4 Areas Where Justifying Your Actions Is a Complete Waste of Time

Aug 14, 2016

tick tock, tick tock.


As if figuring out our ultimate life’s purpose wasn’t difficult enough, we have somebody breathing down our neck judging every move we make.

It’s enough to quit, kill, or go crazy.

And we see a lot this, don’t we?

When aligned with what we want, we know what we have to do, but we don’t want to hurt anybody’s feelings, and we don’t want to hear others complaining about it.

Why don’t they understand?

We don’t know why they don’t understand, but we think if we explain it to them they’ll eventually “get it”.

Only…they don’t.

So we end up quitting, killing, or going crazy.

We quit our work, we kill the dream, and it makes us feel crazy.

It is the worst kind of defeat.

So what can we do?


Space and Confidence

If you want to:

  • Save time,
  • Save energy,
  • Save emotions,
  • Garner respect, and
  • Send the best messages out into the universe…

You must stop justifying your actions to others.

There are many areas where we justify our ideas and actions in our lives. Sometimes it’s at work. Sometimes it’s at home. Wherever it is, it always feels the same- not good.

Here are 4 areas of life where most people feel that they need to justify themselves to others. When you are able to stand independent of what others think of you, you will have immediate access to space and confidence- the two most important factors for making real progress towards your goals.


The 4 Areas

Again, these are common areas where we feel like we must justify ourselves, but you are encouraged to expand this list to shine light on your unique relationships and situation.


  1. Saying “no”

Saying “no” can feel like poison.

When somebody asks something of us, and we know it is in our best interest to say “no”, we always want to follow it up with the “why”. At first glance, this may seem like a common courtesy, but unless you are asked specifically why you did not say “yes”, then you are wasting your time.

And why the need to justify here?

Many of us will come up with different answers, but ultimately we don’t want to ruin future possibilities, as if this “no” will cancel out future opportunities. However, this could not be further from the truth.

In fact, when you say “no” to someone, you are saying “yes” to yourself. The “yes” that you are giving yourself, opens up the possibility for you to be free to be yourself. This is the place where true expression and creativity arise.

Ask yourself what’s more important, going to some dinner function you absolutely have no interest in, or building the relationship with your expression and creativity? No brainer, right?


  1. Acting selfishly

It almost leaves a bad taste in your mouth, doesn’t it?

“Acting selfishly” has gotten a bad rap. What is so wrong about serving your personal wants and needs? In fact, how could anyone expect to serve somebody else without serving themselves first?

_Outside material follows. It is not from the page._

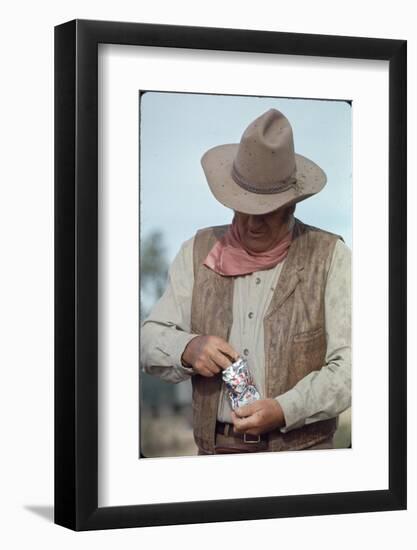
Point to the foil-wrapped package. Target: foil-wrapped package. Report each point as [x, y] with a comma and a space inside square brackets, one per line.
[239, 383]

If you tried, your actions would be lacking in conviction, lacking in power. How much value can you actually create for your loved ones this way?

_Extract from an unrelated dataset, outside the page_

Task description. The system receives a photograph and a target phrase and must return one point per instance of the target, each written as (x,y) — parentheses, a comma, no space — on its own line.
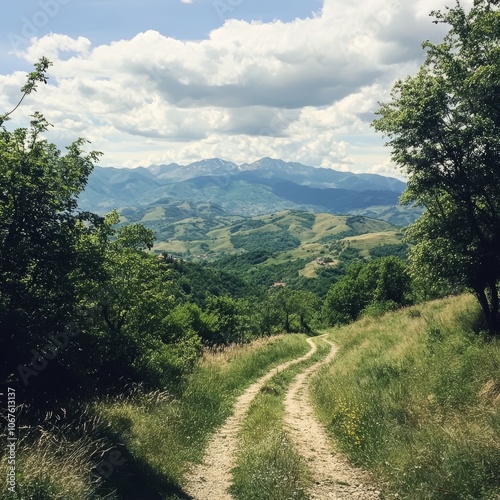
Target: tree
(443,127)
(45,242)
(383,282)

And why would anybody possibly be upset with the idea of you serving yourself before them? It’s because they have not been giving themselves permission to serve themselves first. They want you to suffer as they have.

This almost always happens at the subconscious level and should not be taken personally. However, what’s the best thing to do in these situations? Play ball? Or start a new game?


  1. Not engaging in meaningless conversation

Most people talk about what is safe, which is terribly boring.

If they just so happen to skip over the safest topics of conversation, they move on to talking about themselves, which is based in the ego and is also terribly boring.

You don’t have to be the punching bag for somebody else in these situations. It’s an incredible strain on the heart and mind. It’s easy for you to think of 1000 things you’d rather be doing.

So what can you do? Do one of these 1000 things. Dismiss yourself from the conversation with some polite excuse and turn your attention to something that will serve your best interests.


  1. Moving on

Talking to, or witnessing, somebody who chooses to “move on” is like meeting a Martian.

Most people stay where they are and don’t move for fear of success, failure, or how others will perceive them. When you share your idea/story of “moving on” often it will excite their deepest, darkest fears.

Their fear will want to protect their mode of living and demand that you justify your position. Is it so that they can learn and adopt your successful habits? Nine out of ten times the answer is “no”. What they are really looking for are little pockets for confrontation. Their ego wants to battle and defend.

How can you skip over all of this, don’t justify your life to them.


Your Next Step

Identify the one area in your life where you feel like you have to justify your behavior to someone. When you do, cut the amount of these kinds of conversations in half. Silence is your best weapon during these episodes.


Food for Thought

When ideas of “needing” to justify to others pop into your head, stop and ask yourself “Who am I really trying to convince?” If you think you might have an answer to this question, please share by leaving a comment below.


  1. Who am I really trying to convince? Usually me.

    • AllTooSimple says:

      Peter, thank you for your comment. It’s a lot of work convincing ourselves, isn’t it?